« Sans l’ombre d’un doute » de Michael Connelly : on ne s’en lasse pas

Mais comment fait-il ! Autant de constance et de qualité. Michael Connelly sort son 45ème roman avec ses deux héros fétiches Harry Bosch et son demi-frère Mickey Heller, à jamais immortalisé par l’acteur texan, Matthew McConaughey dans le film La Défense Lincoln. « Sans l’ombre d’un doute » nous donne quelques éléments de réponse.

Il y a un héros qui ne meurt jamais. Harry Bosch, malade d’un cancer, retraité du LAPD mais toujours prêt à remettre un petit coup de collier. Parce que les méchants n’attendent pas. Il y a aussi un autre héros encore en construction. On le devine carrément dans cette nouvelle intrigue. Mickey Heller qui vient de faire libérer un innocent, a envie de se défaire de ses vieux oripeaux d’avocat de la défense sans foi ni loi, pour ceux plus nobles de redresseur de torts envers les accusés que la justice américaine a mis en tôle, faute de moyens ou autre. Ajoutez une parfaite maîtrise des rouages policiers et juridiques et un savoir-faire fictionnel quasi parfait, vous avez une grande partie de la réponse. Reste le mystère de la création, la propre inspiration sans cesse renouvelée de l’auteur, et vous ressortez de votre lecture enchantée avec une furieuse envie de lire le prochain Michael Connelly.

Dans la presse, on appelle ça un angle. C’est exactement ce que travaille le romancier américain, lui qui commença comme journaliste justice/police. Creuser cet angle d’un nouveau Mike Heller. Pour cela, il lui faut atténuer la réticence d’un Harry Bosch, flic indécrottable, à coopérer de plus en plus franchement avec la défense. Nous assistons à la métamorphose lente mais continue de deux individus liés par le sang mais que tout opposait jusqu’ici professionnellement parlant. Dans la masse des dossiers suivis par Heller un en particulier retient l’attention de Bosch. Celui d’une mère accusée d’avoir tué son ex-mari, adjoint des services du shérif. Autant dire un cas perdu d’avance, le commun des mortels n’ayant en général aucune chance face à la machine de guerre de la police.

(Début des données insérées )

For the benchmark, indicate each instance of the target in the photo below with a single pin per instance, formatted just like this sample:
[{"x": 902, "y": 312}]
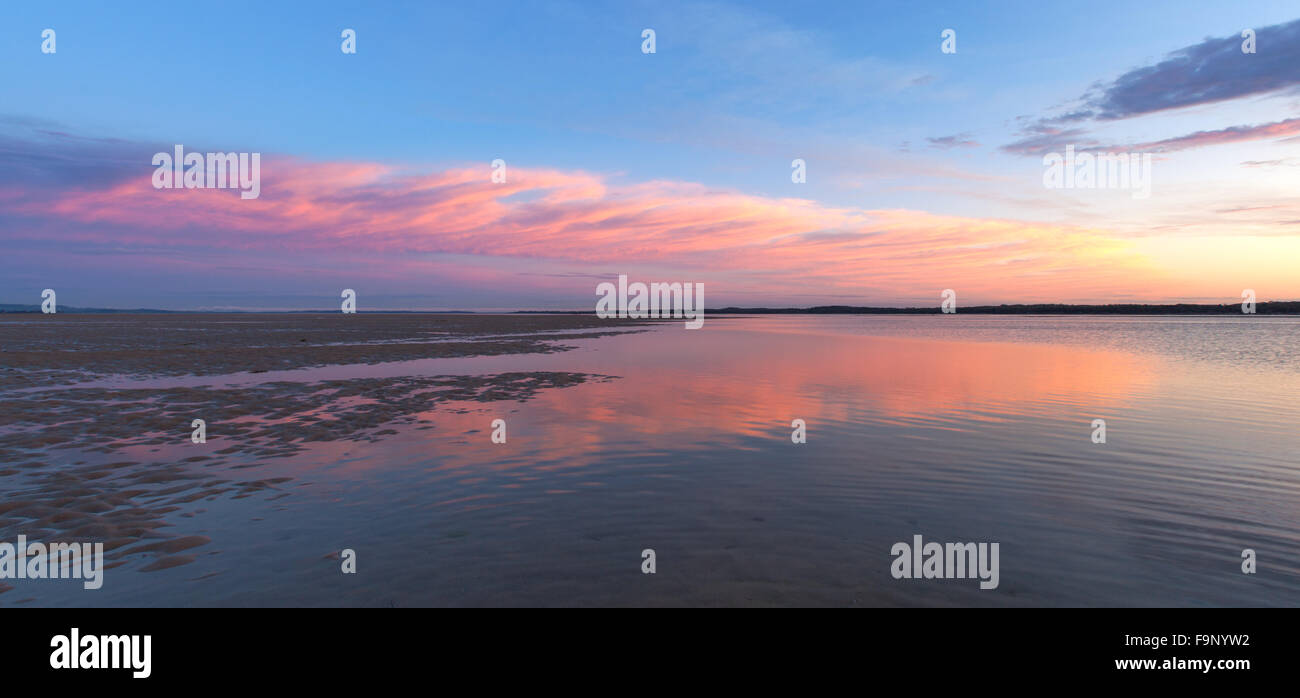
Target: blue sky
[{"x": 733, "y": 92}]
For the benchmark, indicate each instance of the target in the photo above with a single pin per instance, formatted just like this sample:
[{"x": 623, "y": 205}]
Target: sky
[{"x": 923, "y": 169}]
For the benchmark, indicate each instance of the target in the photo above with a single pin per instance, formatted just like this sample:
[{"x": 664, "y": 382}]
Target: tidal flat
[{"x": 79, "y": 460}]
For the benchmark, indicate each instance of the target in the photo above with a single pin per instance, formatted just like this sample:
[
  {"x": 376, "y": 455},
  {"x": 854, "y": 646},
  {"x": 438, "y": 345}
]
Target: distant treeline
[{"x": 1275, "y": 307}]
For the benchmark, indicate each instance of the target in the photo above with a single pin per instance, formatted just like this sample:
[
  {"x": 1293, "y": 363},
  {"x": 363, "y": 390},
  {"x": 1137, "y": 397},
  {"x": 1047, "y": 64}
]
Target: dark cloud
[
  {"x": 1043, "y": 141},
  {"x": 1212, "y": 70},
  {"x": 1205, "y": 73},
  {"x": 1233, "y": 134}
]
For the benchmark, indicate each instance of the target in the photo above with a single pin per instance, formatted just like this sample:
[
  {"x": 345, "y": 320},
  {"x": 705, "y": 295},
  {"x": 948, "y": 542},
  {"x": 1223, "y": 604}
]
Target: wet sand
[{"x": 117, "y": 465}]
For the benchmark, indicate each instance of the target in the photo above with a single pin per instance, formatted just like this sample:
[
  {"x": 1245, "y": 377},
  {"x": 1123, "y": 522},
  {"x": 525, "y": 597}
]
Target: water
[{"x": 956, "y": 428}]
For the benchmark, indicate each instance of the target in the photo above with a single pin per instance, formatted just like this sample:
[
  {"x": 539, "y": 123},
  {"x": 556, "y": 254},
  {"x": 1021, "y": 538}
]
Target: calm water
[{"x": 956, "y": 428}]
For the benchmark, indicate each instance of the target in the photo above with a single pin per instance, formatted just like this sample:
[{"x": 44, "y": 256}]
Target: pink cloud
[{"x": 581, "y": 221}]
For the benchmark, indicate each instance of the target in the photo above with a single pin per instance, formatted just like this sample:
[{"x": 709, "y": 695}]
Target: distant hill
[{"x": 1275, "y": 307}]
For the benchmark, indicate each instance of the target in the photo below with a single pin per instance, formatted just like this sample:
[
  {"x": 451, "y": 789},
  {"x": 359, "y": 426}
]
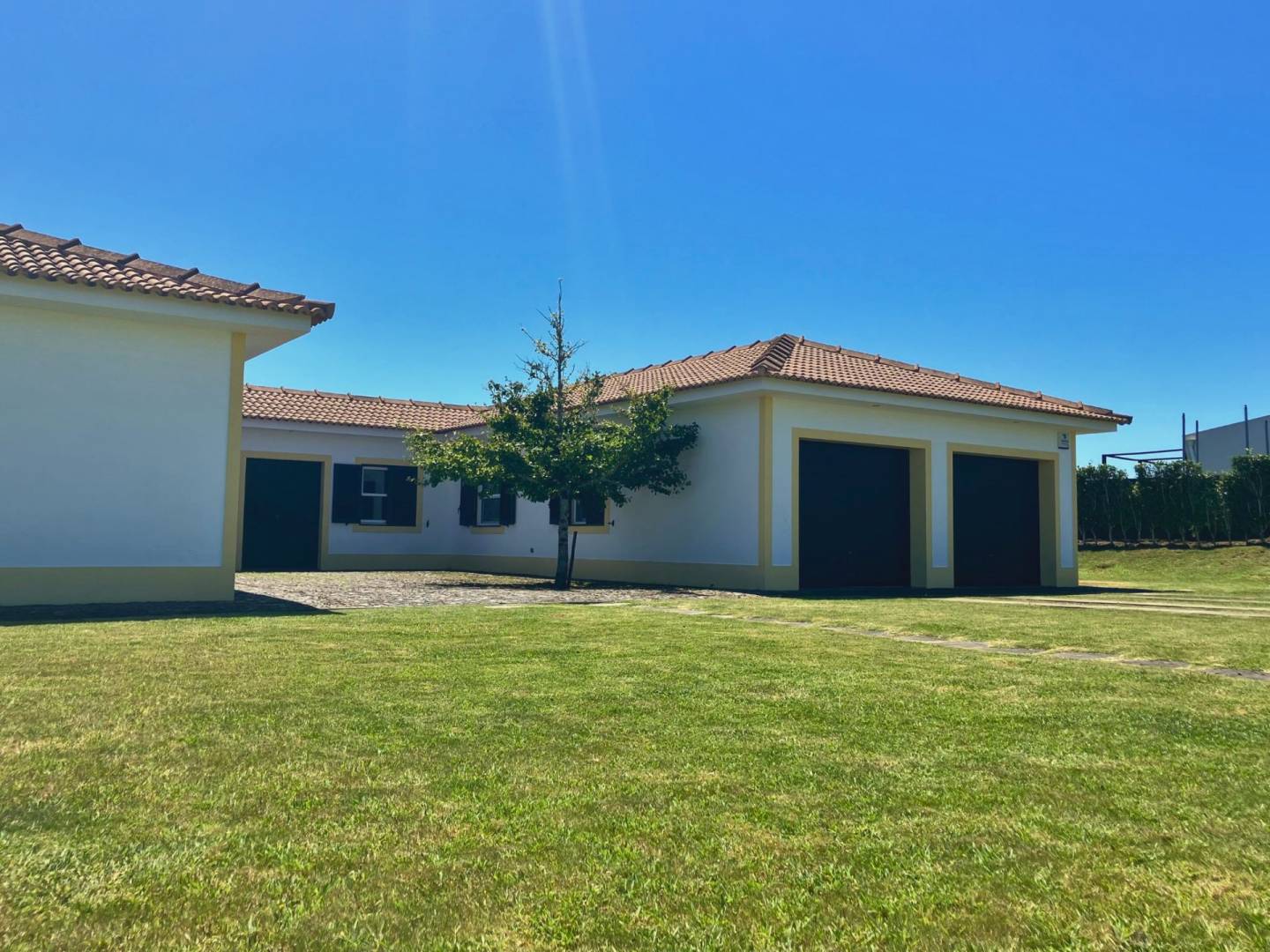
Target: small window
[
  {"x": 489, "y": 505},
  {"x": 375, "y": 493}
]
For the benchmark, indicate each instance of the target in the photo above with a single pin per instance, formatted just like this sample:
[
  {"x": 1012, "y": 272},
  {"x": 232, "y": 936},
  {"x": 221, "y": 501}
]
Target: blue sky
[{"x": 1070, "y": 197}]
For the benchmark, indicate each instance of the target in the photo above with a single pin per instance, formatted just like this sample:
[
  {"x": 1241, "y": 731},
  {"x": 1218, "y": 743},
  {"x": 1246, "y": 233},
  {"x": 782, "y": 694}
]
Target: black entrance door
[
  {"x": 280, "y": 514},
  {"x": 852, "y": 524},
  {"x": 996, "y": 521}
]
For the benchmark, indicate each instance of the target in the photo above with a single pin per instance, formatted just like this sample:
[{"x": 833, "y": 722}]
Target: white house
[
  {"x": 816, "y": 467},
  {"x": 121, "y": 383}
]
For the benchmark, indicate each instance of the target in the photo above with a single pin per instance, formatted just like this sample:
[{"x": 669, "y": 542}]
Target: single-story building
[
  {"x": 816, "y": 467},
  {"x": 121, "y": 389}
]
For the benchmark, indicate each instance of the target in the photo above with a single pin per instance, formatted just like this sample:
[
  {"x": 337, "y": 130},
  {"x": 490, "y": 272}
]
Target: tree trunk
[{"x": 562, "y": 580}]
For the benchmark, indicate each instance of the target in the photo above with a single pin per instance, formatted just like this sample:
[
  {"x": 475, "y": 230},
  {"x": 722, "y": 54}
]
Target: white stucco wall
[
  {"x": 958, "y": 423},
  {"x": 714, "y": 521},
  {"x": 115, "y": 441}
]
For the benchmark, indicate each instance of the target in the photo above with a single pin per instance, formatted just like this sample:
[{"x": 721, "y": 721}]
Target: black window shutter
[
  {"x": 592, "y": 505},
  {"x": 403, "y": 495},
  {"x": 346, "y": 496},
  {"x": 467, "y": 505}
]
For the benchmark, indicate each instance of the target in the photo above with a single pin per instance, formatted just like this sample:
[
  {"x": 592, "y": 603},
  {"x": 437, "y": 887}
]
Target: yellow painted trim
[
  {"x": 1050, "y": 556},
  {"x": 687, "y": 574},
  {"x": 1071, "y": 577},
  {"x": 323, "y": 516},
  {"x": 418, "y": 501},
  {"x": 921, "y": 544},
  {"x": 233, "y": 450},
  {"x": 116, "y": 584},
  {"x": 765, "y": 487},
  {"x": 594, "y": 530}
]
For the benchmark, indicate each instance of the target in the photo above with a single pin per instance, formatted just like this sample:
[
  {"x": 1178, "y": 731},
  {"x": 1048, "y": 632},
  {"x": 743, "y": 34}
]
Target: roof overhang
[{"x": 265, "y": 329}]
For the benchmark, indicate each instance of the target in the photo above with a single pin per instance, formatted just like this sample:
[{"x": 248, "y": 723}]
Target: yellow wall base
[
  {"x": 687, "y": 574},
  {"x": 84, "y": 585}
]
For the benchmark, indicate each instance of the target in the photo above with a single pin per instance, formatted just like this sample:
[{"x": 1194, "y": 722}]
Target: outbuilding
[
  {"x": 817, "y": 467},
  {"x": 121, "y": 387}
]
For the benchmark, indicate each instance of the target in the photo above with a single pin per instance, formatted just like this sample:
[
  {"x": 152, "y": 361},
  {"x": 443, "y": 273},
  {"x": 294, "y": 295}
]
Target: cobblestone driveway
[{"x": 333, "y": 591}]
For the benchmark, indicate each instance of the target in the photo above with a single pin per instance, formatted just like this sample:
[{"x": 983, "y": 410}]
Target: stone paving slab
[{"x": 403, "y": 589}]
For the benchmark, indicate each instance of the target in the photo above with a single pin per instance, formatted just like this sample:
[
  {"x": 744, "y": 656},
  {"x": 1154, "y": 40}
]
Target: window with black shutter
[
  {"x": 467, "y": 505},
  {"x": 375, "y": 495},
  {"x": 586, "y": 509}
]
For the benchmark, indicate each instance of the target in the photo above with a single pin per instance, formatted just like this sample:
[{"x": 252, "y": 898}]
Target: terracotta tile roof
[
  {"x": 34, "y": 256},
  {"x": 351, "y": 409},
  {"x": 788, "y": 357},
  {"x": 784, "y": 357}
]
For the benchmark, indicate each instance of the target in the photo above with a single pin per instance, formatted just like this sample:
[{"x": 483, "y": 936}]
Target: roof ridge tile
[{"x": 36, "y": 254}]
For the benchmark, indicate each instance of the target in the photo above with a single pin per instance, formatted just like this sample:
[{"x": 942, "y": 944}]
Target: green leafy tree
[
  {"x": 1249, "y": 494},
  {"x": 546, "y": 439}
]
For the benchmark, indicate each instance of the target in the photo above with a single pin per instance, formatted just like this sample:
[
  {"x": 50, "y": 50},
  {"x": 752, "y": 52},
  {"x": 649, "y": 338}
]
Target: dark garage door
[
  {"x": 280, "y": 514},
  {"x": 852, "y": 516},
  {"x": 996, "y": 521}
]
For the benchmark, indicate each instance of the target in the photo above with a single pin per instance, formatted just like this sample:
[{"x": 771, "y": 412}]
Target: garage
[
  {"x": 996, "y": 521},
  {"x": 854, "y": 516},
  {"x": 282, "y": 516}
]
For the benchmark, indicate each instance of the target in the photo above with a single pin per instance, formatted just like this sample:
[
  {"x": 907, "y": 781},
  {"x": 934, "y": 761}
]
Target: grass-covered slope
[{"x": 614, "y": 778}]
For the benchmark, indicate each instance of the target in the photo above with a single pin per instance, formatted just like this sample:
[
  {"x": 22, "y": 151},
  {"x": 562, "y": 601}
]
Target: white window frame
[
  {"x": 573, "y": 513},
  {"x": 375, "y": 495},
  {"x": 482, "y": 495}
]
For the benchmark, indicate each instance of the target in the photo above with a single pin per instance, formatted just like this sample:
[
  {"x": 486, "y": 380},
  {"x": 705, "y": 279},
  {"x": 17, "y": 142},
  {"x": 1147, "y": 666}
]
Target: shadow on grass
[{"x": 245, "y": 603}]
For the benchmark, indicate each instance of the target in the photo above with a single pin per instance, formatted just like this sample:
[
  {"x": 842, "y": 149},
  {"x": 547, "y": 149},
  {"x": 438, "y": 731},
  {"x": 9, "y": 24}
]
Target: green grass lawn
[
  {"x": 1241, "y": 576},
  {"x": 589, "y": 777},
  {"x": 1236, "y": 570}
]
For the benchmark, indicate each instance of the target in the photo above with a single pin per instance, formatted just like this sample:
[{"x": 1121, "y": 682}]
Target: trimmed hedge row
[{"x": 1175, "y": 502}]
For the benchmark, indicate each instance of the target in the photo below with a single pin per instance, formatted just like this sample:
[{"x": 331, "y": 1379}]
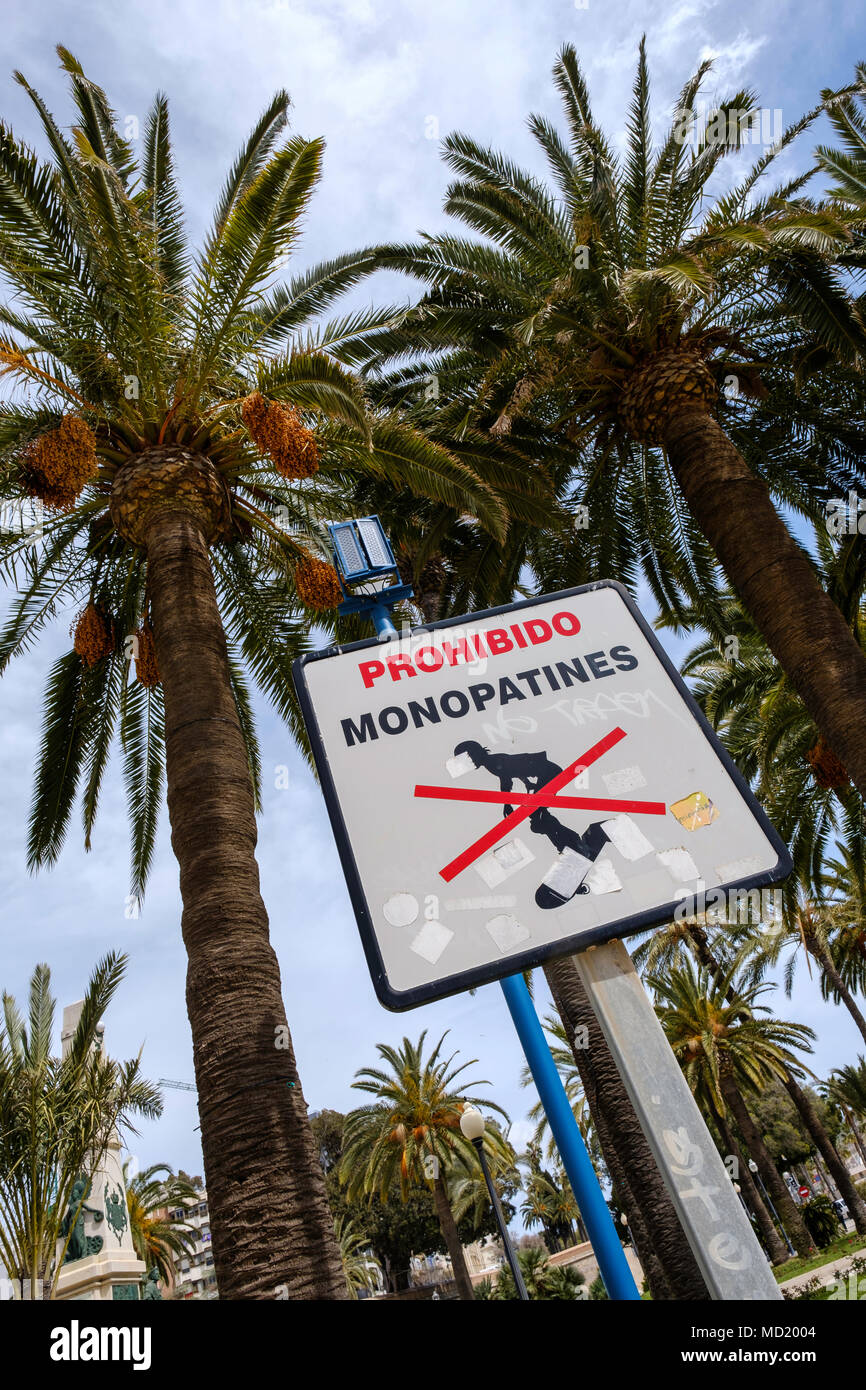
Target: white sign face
[{"x": 519, "y": 784}]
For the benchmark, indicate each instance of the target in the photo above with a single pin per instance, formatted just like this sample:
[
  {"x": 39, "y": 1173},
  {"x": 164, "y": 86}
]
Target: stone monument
[{"x": 100, "y": 1261}]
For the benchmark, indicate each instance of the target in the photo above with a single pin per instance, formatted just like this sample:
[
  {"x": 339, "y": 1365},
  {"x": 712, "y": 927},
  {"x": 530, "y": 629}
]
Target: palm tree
[
  {"x": 412, "y": 1133},
  {"x": 765, "y": 726},
  {"x": 541, "y": 1279},
  {"x": 356, "y": 1257},
  {"x": 847, "y": 166},
  {"x": 185, "y": 430},
  {"x": 551, "y": 1207},
  {"x": 57, "y": 1118},
  {"x": 809, "y": 927},
  {"x": 159, "y": 1236},
  {"x": 724, "y": 1047},
  {"x": 613, "y": 307},
  {"x": 715, "y": 951},
  {"x": 847, "y": 1089}
]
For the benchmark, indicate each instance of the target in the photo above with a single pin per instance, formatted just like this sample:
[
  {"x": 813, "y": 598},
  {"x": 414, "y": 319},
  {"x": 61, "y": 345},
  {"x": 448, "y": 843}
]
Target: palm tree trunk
[
  {"x": 836, "y": 980},
  {"x": 840, "y": 1173},
  {"x": 452, "y": 1240},
  {"x": 777, "y": 587},
  {"x": 270, "y": 1218},
  {"x": 774, "y": 1246},
  {"x": 656, "y": 1229},
  {"x": 772, "y": 1179}
]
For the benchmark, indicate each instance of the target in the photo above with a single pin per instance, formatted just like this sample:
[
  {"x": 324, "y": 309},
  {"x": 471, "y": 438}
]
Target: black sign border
[{"x": 401, "y": 1000}]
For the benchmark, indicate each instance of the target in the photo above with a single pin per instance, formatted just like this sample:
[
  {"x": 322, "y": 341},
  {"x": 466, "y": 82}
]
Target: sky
[{"x": 382, "y": 84}]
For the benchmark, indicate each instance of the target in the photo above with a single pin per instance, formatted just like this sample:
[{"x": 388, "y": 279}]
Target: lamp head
[{"x": 471, "y": 1123}]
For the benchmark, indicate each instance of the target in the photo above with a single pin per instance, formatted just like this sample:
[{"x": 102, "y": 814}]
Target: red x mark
[{"x": 526, "y": 802}]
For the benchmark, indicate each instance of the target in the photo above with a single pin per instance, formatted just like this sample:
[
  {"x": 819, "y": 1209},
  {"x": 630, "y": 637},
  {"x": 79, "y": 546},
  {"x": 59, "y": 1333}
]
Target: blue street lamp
[{"x": 363, "y": 556}]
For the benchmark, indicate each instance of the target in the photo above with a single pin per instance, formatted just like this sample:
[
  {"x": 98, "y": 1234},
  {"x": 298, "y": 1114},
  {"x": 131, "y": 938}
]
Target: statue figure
[
  {"x": 79, "y": 1246},
  {"x": 116, "y": 1211}
]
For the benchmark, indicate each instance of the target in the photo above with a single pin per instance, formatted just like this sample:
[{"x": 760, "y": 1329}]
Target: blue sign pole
[
  {"x": 362, "y": 552},
  {"x": 603, "y": 1237}
]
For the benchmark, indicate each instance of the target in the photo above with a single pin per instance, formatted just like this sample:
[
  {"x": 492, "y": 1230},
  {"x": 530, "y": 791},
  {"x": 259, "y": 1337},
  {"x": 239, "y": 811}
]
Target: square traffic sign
[{"x": 519, "y": 784}]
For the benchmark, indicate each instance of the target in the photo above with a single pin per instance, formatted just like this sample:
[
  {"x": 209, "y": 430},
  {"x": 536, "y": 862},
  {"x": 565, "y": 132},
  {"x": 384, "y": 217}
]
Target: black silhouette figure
[{"x": 535, "y": 770}]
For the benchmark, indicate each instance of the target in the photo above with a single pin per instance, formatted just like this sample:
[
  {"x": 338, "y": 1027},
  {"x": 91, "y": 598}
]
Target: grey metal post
[{"x": 716, "y": 1226}]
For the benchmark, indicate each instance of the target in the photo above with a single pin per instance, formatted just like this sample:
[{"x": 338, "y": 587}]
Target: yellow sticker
[{"x": 695, "y": 811}]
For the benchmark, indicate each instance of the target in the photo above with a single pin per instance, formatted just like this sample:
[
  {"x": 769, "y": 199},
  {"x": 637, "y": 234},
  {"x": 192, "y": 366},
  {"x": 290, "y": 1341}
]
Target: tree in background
[
  {"x": 726, "y": 1050},
  {"x": 396, "y": 1229},
  {"x": 412, "y": 1134},
  {"x": 153, "y": 1197},
  {"x": 185, "y": 430},
  {"x": 57, "y": 1116}
]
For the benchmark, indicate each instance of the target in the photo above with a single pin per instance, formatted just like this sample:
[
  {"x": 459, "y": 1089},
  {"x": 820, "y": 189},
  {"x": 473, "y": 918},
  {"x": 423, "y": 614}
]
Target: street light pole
[{"x": 473, "y": 1126}]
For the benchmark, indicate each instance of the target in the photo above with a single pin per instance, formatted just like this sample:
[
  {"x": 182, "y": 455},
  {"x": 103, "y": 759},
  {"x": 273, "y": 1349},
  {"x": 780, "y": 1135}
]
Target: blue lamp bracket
[{"x": 363, "y": 555}]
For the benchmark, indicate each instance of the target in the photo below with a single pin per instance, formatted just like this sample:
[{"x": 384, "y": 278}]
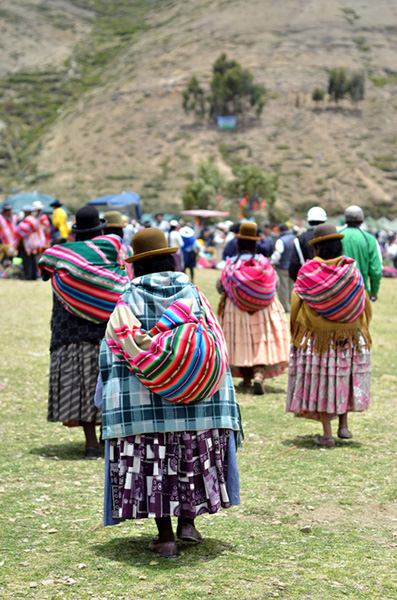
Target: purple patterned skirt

Mais la lettre que Lucinda Sanz envoie à Heller et que Bosch lui soumet ouvre des perspectives. Le ton est de bon augure. Elle clame son innocence mais ne désigne personne. Elle demande juste de l’aide. Bosch suit son intuition. Et nous ses pérégrinations mentales et géographiques. Parce que lire du Connelly, c’est aussi se mouvoir en voiture dans la ville tentaculaire et en expansion permanente de Los Angeles, Californie. Quartz Hill, par exemple, la banlieue de la banlieue de Palmade au nord-est du comté, jadis une petite ville du désert, désormais elle abrite une population dépassée par les prix de l’immobilier de LA. Mais les nouveaux voisins ne sont pas les plus tranquilles. Ce sont les gangs et les junkies. C’est là que Roberto Sanz est mort, alors qu’il ramenait son fils au domicile de son ex-femme.

La suite relève de la virtuosité sans cesse renouvelée de l’écrivain. Évidemment que Bosch va soulever des lièvres, que Heller va faire des miracles et que tout finira bien. Mais ce qui surprend toujours dans les romans de cet auteur, c’est cette faculté qu’il a de nous faire naviguer encore et encore dans le système légal américain. Quasiment au pas désormais plus lent de son héros, Hieronymus Bosch, et qui se bat autant contre la maladie que contre la vieillesse. La faculté qu’il a aussi de mettre en valeur les personnages et d’ouvrir des portes. La dernière éclaire Mickey Heller. On entrevoit une transformation personnelle, sans doute plus en adéquation avec l’état d’esprit très légaliste de son demi-frère Bosch. Une jolie transition pour le nouveau scénario, sans l’ombre d’un doute, déjà mijoté par Michael Connelly.

« Sans l’ombre d’un doute » de Michael Connelly, traduit de l’Anglais (États-Unis) par Robert Pépin, Éditions Calmann-Lévy Noir, 450 pages, 22,90 euros.